SRA

Copy number variations (CNVs) at 7q11.23 cause Williams-Beuren (WBS) and 7q microduplication syndromes (7Dup). Both neurodevelopmental disorders (NDDs) feature mild to moderate intellectual disability, accompanied by symmetrically opposite neurocognitive and behavioral features. Although significant progress has been made in understanding the molecular mechanisms underlying 7q11.23-related pathophysiologies, the interplay between different layers of gene expression and the propagation of opposite symmetry arising from CNV remains elusive. Here, we uncovered 7q11.23 dosage-dependent symmetrically opposite dynamics in neuronal differentiation and intrinsic excitability. By integrating transcriptomics, translatomics and proteomics of patient-derived and isogenic induced neurons, we found that genes related to neuronal transmission follow 7q11.23 dosage and are transcriptionally controlled, while translational factors and ribosomal genes are post-transcriptionally buffered.

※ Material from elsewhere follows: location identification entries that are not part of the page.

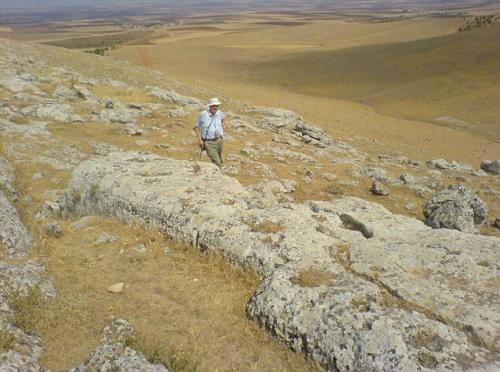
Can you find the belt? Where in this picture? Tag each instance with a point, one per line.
(211, 139)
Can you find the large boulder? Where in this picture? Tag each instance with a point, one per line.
(455, 208)
(347, 282)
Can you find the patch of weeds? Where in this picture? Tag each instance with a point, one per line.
(7, 341)
(28, 310)
(319, 218)
(76, 196)
(93, 191)
(312, 278)
(155, 353)
(334, 190)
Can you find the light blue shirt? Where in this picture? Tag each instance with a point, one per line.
(210, 131)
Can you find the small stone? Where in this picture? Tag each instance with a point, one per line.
(407, 178)
(162, 146)
(334, 190)
(378, 188)
(54, 230)
(116, 288)
(496, 224)
(141, 248)
(105, 238)
(83, 223)
(491, 166)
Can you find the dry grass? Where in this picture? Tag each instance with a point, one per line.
(28, 310)
(198, 301)
(7, 341)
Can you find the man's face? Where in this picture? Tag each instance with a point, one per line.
(213, 109)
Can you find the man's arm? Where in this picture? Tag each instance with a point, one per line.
(198, 136)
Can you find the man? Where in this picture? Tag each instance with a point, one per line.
(209, 129)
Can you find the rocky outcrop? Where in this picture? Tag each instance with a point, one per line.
(455, 208)
(346, 282)
(13, 234)
(113, 354)
(23, 351)
(456, 166)
(174, 97)
(279, 120)
(491, 166)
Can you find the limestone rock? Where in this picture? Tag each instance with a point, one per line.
(7, 178)
(54, 230)
(65, 92)
(378, 188)
(113, 354)
(496, 223)
(13, 234)
(491, 166)
(395, 297)
(83, 92)
(454, 165)
(83, 223)
(455, 208)
(312, 132)
(105, 238)
(56, 111)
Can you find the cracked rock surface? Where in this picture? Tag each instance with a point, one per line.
(392, 293)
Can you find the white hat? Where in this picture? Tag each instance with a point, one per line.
(214, 102)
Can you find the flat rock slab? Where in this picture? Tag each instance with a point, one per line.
(346, 282)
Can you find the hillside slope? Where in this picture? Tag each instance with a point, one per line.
(454, 79)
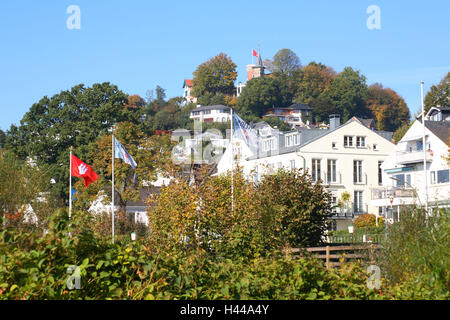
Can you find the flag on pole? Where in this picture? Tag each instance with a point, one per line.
(246, 133)
(121, 153)
(81, 169)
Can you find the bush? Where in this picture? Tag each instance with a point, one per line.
(415, 258)
(34, 266)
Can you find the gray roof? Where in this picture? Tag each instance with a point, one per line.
(215, 107)
(440, 129)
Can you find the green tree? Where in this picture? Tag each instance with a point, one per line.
(285, 61)
(400, 132)
(261, 94)
(21, 184)
(439, 95)
(75, 117)
(217, 75)
(294, 209)
(348, 92)
(312, 81)
(388, 108)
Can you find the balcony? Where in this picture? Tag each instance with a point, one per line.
(349, 211)
(331, 179)
(379, 194)
(360, 179)
(414, 156)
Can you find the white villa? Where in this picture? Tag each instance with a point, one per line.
(217, 113)
(403, 171)
(346, 158)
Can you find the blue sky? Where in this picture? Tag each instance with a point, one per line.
(138, 45)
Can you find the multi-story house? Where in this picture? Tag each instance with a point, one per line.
(217, 113)
(346, 159)
(297, 115)
(405, 182)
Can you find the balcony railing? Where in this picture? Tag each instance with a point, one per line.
(414, 156)
(349, 210)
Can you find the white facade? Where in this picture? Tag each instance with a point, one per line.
(347, 159)
(217, 113)
(403, 171)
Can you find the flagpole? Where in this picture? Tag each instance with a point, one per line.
(424, 147)
(232, 163)
(112, 191)
(70, 184)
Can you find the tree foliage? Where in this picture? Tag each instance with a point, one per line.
(312, 81)
(348, 92)
(295, 210)
(262, 94)
(75, 118)
(217, 75)
(285, 61)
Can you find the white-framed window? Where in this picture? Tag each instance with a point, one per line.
(268, 144)
(331, 171)
(348, 141)
(358, 198)
(357, 171)
(315, 168)
(291, 140)
(360, 142)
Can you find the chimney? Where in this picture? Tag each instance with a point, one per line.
(335, 121)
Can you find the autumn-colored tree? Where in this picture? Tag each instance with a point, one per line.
(348, 92)
(261, 94)
(285, 61)
(388, 108)
(439, 95)
(312, 81)
(152, 155)
(217, 75)
(200, 216)
(135, 101)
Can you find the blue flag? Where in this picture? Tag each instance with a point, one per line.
(121, 153)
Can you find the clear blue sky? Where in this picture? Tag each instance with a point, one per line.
(140, 44)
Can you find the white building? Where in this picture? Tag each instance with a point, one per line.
(346, 158)
(403, 171)
(217, 113)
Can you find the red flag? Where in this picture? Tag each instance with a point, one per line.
(81, 169)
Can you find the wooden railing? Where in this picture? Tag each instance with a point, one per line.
(357, 238)
(334, 255)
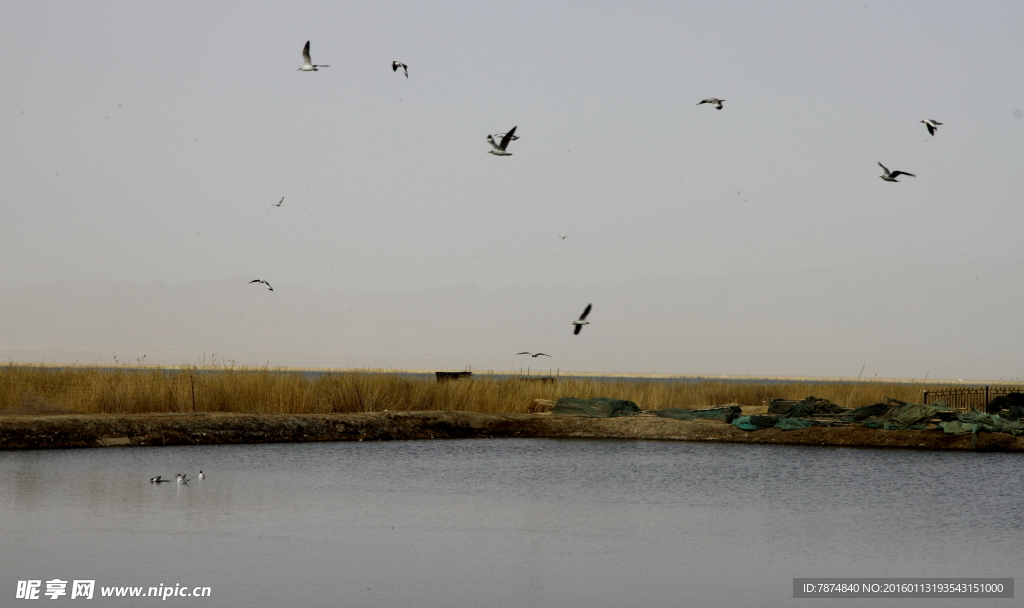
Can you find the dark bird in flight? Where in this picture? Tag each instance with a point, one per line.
(715, 100)
(580, 323)
(307, 63)
(893, 175)
(932, 126)
(500, 147)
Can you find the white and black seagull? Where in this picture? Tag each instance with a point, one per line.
(891, 176)
(932, 126)
(307, 63)
(580, 323)
(500, 147)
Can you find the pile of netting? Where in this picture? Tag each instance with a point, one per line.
(790, 415)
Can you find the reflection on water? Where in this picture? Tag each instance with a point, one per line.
(504, 522)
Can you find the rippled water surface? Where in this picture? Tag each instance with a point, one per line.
(505, 522)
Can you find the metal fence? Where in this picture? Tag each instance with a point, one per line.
(965, 398)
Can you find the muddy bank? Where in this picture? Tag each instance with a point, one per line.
(34, 432)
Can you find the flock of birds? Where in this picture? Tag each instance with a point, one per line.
(182, 478)
(500, 148)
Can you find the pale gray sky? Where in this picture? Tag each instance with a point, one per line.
(147, 141)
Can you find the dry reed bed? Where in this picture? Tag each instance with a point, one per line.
(145, 390)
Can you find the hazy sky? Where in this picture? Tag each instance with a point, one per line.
(148, 141)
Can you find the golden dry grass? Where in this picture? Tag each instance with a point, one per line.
(37, 389)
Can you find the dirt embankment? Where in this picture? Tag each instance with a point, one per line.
(33, 432)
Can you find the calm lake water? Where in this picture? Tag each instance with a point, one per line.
(505, 522)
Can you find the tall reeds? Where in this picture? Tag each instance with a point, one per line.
(32, 389)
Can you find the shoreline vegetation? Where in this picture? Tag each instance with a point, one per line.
(74, 406)
(44, 389)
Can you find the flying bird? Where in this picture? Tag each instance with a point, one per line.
(580, 323)
(307, 63)
(500, 147)
(932, 126)
(893, 175)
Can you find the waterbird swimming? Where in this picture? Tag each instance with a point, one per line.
(307, 64)
(500, 147)
(715, 100)
(891, 176)
(932, 125)
(580, 323)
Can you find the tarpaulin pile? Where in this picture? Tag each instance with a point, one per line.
(722, 413)
(976, 422)
(792, 415)
(900, 415)
(787, 415)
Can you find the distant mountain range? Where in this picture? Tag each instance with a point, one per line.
(894, 319)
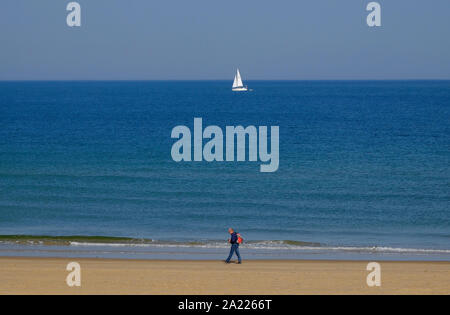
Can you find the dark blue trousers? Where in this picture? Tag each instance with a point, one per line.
(234, 249)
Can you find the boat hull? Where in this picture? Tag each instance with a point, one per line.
(240, 89)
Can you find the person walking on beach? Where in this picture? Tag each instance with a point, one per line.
(234, 240)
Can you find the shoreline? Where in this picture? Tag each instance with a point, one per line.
(38, 275)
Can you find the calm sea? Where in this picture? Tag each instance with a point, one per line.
(364, 166)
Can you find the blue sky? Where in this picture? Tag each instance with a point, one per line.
(208, 39)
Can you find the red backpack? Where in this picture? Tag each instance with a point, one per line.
(240, 239)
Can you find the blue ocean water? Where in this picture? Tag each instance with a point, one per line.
(362, 163)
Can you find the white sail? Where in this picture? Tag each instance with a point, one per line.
(237, 83)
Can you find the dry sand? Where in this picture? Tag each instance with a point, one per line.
(101, 276)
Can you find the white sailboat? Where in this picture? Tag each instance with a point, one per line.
(238, 86)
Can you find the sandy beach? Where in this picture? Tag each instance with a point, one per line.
(101, 276)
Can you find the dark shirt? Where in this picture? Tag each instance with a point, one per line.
(233, 239)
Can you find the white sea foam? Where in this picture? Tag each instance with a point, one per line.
(272, 245)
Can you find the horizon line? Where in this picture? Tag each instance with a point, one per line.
(203, 80)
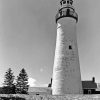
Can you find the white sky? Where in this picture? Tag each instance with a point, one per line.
(28, 36)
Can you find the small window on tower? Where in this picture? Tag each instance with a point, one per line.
(67, 2)
(64, 2)
(70, 47)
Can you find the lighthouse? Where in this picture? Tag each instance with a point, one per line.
(66, 69)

Consistently, we found a deregulated mTOR pathway, with phospho-S6 (pS6) being downregulated in WBS and upregulated in 7Dup. Surprisingly phospho-4E-BP (p4E-BP) was going in the opposite direction, reflecting the total 4E-BP levels, thus highlighting the different roles of pS6 and p4E-BP during neurogenesis. Therefore, our work emphasizes the importance of multilayer research when investigating complex NDDs, highlighting ribosomal biogenesis and paving the way for novel treatments by uncoupling the role of pS6 and p4E-BPs in NDDs. Overall design: We differentiated isogenic and patient-derived lines to induced Neurons (iNeurons) using Ngn2 overexpression, and profiled their transcriptome. In addition, we tested the effect of REST inhibition in WBS isogenic lines.